Chez S. Cerevisiae deux iso cytochromes l'iso1 et l’iso2 cyt c sont synthétisés. Ils sont codés par deux gènes indépendants : CYC1 et CYP3 ; ils sont exprimés respectivement à des taux très différents, 95% et 5%. La possibilité de sélectionner des mutations surproductrices diso2 cyt c nous a permis de mettre en place un système génétique qui comprend d'une part, des mutations du gène de structure CYP1 de type "promotor up" agissant en cis et d'autre part, des mutations indépendantes des gènes de structure agissant en transe, tout particulièrement au locus CYP1. L'étude génétique des allèles mutés aux différents loci ainsi que les interactions entre mutations agissant en cis et celles agissant en trans, nous a permis d'élaborer un modèle de régulation de l'expression du gène de structure de l’iso2 : CYP3. L'analyse moléculaire a montré que les quatre mutations obtenues au locus CYP3 sont des macros lésions affectant la région située entre 140 et 500 paires de base en amont de la région codante.

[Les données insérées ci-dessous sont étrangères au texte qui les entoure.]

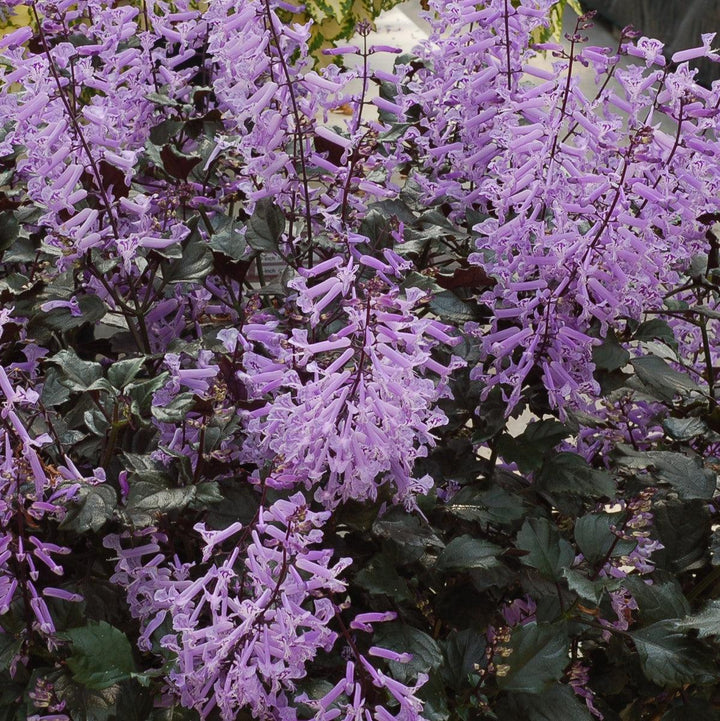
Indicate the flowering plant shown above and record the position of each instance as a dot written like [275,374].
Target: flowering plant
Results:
[404,414]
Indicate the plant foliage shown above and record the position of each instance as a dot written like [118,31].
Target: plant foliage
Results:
[404,414]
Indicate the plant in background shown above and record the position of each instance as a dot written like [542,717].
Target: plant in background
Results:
[261,364]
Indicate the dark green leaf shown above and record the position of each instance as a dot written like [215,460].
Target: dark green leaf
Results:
[547,552]
[697,709]
[9,229]
[685,474]
[148,500]
[163,131]
[596,538]
[412,535]
[557,703]
[589,589]
[530,448]
[88,704]
[569,473]
[76,374]
[685,429]
[669,658]
[451,308]
[661,378]
[492,506]
[705,622]
[91,508]
[540,653]
[661,600]
[467,552]
[379,577]
[610,355]
[176,411]
[265,227]
[123,372]
[178,164]
[464,651]
[684,531]
[194,265]
[101,655]
[227,240]
[655,329]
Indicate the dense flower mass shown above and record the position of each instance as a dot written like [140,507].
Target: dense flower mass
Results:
[267,329]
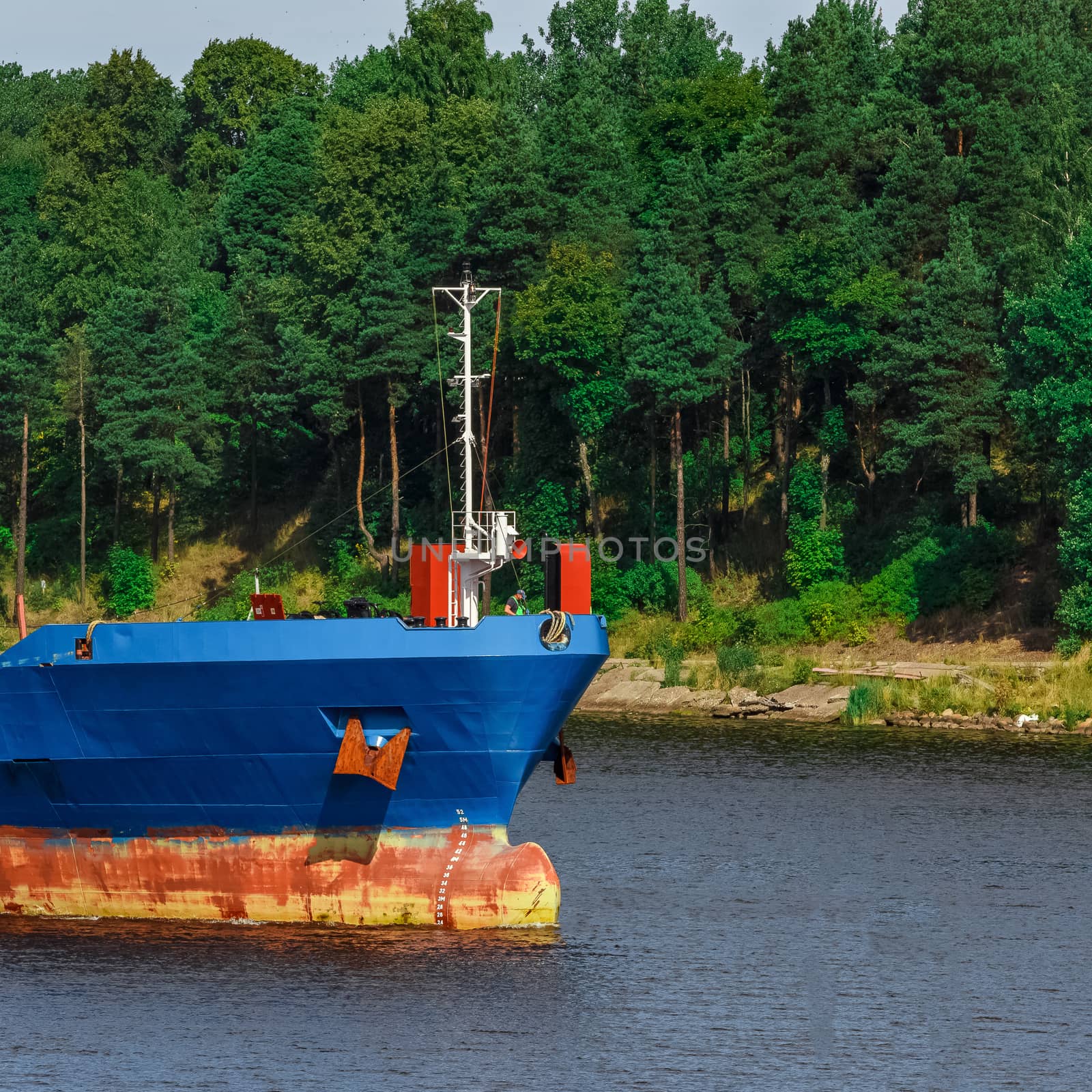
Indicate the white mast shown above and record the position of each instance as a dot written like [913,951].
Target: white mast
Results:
[487,538]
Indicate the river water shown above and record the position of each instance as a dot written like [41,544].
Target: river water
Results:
[753,908]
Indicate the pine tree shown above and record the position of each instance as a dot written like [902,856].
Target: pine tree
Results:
[670,345]
[571,321]
[948,364]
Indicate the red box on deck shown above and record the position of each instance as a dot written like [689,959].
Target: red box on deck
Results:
[429,581]
[569,578]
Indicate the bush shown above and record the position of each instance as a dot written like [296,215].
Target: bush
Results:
[698,597]
[815,554]
[736,664]
[715,627]
[130,582]
[865,702]
[673,666]
[780,622]
[801,670]
[644,587]
[831,609]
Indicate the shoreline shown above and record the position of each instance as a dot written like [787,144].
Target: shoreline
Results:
[636,687]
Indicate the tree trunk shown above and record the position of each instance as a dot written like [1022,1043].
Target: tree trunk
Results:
[336,465]
[83,497]
[117,506]
[745,422]
[254,474]
[593,500]
[156,487]
[21,530]
[680,511]
[824,456]
[652,478]
[171,524]
[782,442]
[369,538]
[396,500]
[725,475]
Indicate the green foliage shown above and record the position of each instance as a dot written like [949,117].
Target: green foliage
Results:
[780,624]
[673,665]
[736,664]
[809,262]
[802,670]
[865,702]
[231,87]
[815,551]
[130,584]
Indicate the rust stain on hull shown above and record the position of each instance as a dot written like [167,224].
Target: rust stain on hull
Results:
[388,877]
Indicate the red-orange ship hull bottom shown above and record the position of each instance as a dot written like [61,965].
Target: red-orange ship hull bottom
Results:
[467,877]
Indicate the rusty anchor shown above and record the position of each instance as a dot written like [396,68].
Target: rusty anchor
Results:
[380,764]
[565,764]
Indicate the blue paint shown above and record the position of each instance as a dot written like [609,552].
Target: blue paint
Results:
[238,725]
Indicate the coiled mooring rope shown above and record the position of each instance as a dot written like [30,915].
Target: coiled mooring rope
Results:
[560,620]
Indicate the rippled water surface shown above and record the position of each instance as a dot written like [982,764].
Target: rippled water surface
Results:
[757,908]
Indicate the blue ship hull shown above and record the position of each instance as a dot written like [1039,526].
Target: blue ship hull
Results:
[231,732]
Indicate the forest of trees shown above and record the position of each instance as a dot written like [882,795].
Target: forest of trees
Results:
[820,311]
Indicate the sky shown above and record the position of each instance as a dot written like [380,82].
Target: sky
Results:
[63,34]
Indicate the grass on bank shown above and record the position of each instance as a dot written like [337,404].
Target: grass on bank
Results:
[1062,691]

Deux d'entre elles sont des insertions à des positions différentes de transposons de type TYl, la troisième est une grande délétion affectant également l'expression d'un gène voisin, enfin la dernière est une petite délétion. CYP1 est un des loci agissant en trans. Nous avons montré que le produit de ce gène se comporte comme un activateur. La construction de souches double mutantes, associant à chaque mutation de type "promoter up" un des allèles mutés au locus CYP1 a montré que deux des mutations cis actives restent sous le contrôle du produit codé par CYP1, alors que les deux autres lui échappent en partie pour l'une et totalement pour l’autre. Un des allèles mutés au gène CYP1 a été cloné. LB séquence d'un fragment de 5,3 Kb a révélé que celui-ci code pour une protéine potentielle de 1. 483 acides aminés qui présente les caractéristiques d'une protéine ''DNA binding". L'analyse par "orthern blot" révèle la présence de deux transcrits de 4,8 et 2,2 Kb approximativement. La transcription du gène n'est sensible ni à l'oxygène, ni à l'hème, ni au substrat carboné. Nous avons montré que HAP1 identifié par Guarente comme nécessaire à l'activité de l'UAS (Upstream Activating Sequence) du gène CYC1 et CYP1 sont le même gène. Nous avons également montré que le produit " de CYPl est médiateur des effets de l'hème sur l'expression de gènes dépendants de l'oxygène.